Vacancy Induced Structural and Electronic Properties of Two Dimensional Stanene: A First Principles Investigation

Abstract

Although graphene, the first two dimensional (2D) material has brought a revolutionary change in the field of nanotechnology with its exotic electronic, optical and mechanical properties, its zero band gap resists its use in logic circuit application. Recently, graphene like hexagonal crystal structured 2D stanene, a sheet of tin (Sn) attracts a great attention in the present nanotechnology research, owing to its large spin orbital coupling (SOC) induced band gap and intriguing quantum spin hall (QSH) effect. Nevertheless, during the synthesis of stanene monolayers, defects are inevitably present which affect the structural as well as electronic properties of the material. Hence, within this work, we applied first principles calculation to systematically investigate the effect of vacancy type defects such as single vacancy and double vacancy on the structural and electronic properties of stanene monolayer.
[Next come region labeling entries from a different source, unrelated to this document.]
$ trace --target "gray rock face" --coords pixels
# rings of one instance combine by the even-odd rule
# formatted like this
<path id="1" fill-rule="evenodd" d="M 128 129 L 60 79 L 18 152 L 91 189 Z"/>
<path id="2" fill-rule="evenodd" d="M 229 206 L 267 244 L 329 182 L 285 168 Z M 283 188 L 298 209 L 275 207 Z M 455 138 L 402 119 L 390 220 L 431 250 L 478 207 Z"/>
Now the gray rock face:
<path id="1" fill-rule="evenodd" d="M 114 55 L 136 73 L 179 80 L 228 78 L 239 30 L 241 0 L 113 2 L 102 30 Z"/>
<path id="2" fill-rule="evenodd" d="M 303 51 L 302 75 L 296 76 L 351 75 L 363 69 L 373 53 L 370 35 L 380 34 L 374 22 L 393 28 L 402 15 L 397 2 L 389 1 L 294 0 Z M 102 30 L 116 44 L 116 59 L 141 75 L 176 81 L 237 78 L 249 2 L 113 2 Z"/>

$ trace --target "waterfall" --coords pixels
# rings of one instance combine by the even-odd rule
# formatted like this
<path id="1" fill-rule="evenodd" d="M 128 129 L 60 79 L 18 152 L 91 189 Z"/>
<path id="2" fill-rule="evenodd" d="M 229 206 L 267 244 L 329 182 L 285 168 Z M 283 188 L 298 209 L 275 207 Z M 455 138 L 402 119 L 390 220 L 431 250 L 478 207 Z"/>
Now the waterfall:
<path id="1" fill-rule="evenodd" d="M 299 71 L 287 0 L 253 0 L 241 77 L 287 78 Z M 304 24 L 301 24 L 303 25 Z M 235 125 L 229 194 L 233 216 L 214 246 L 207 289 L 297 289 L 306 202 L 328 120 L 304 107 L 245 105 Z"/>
The pristine stanene sheet shows zero band gap feature; however, when SOC is considered, a band gap of about 76.6 meV is found which is very promising for the application as topological insulator. Moreover, when single and double vacancies are introduced, stanene shows a metallic as well as n-type characteristic. Furthermore, double vacancy induces more semiconducting characteristics than single vacancy. Our results suggest a theoretical basis for the potential application of this material with the natural vacancy defects in the nanoelectronic and optoelectronic devices.